News ID : 2818
Publish Date : 13 June 2018 - 15:26
Daimler AG, parent of Mercedes-Benz has been forced to recall around 774,000 vehicles across its C-Class, GLC and Vito model lines in Europe, after being accused by German authorities of fitting emissions defeat devices in certain diesel models.
Bloomberg reports the German manufacturer will be required to update the engine software in affected vehicles, despite having repeatedly denied any form of the emissions cheating conducted by fellow German automaker, Volkswagen.
In a statement posted on Twitter, the company said: "Daimler confirms the recall. Open legal questions will be clarified in the objection proceedings".
Speaking with the American publication, Arndt Ellinghorst, analyst with Evercore ISI in London, said: "We don’t see any evidence that Daimler was designing software to deliberately cheat on emission testing".

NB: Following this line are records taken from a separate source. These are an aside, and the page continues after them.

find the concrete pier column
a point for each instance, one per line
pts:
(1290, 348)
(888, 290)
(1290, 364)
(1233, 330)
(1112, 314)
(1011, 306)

Evercore estimates the recall will cost Daimler less than €100 million ($155.33m), helped by the fact no fines are currently being imposed.
The KBA – Germany's automotive regulatory firm – says it found five illegal software functions in Daimler's Euro 6 turbo-diesel engines, according to German newspaper Bild am Sonntag.
A fortnight ago, reports out of Europe confirmed the German marque was under investigation for emissions-cheating software in its diesel engines, potentially affecting 120,000 vehicles across the C-Class and Vito ranges.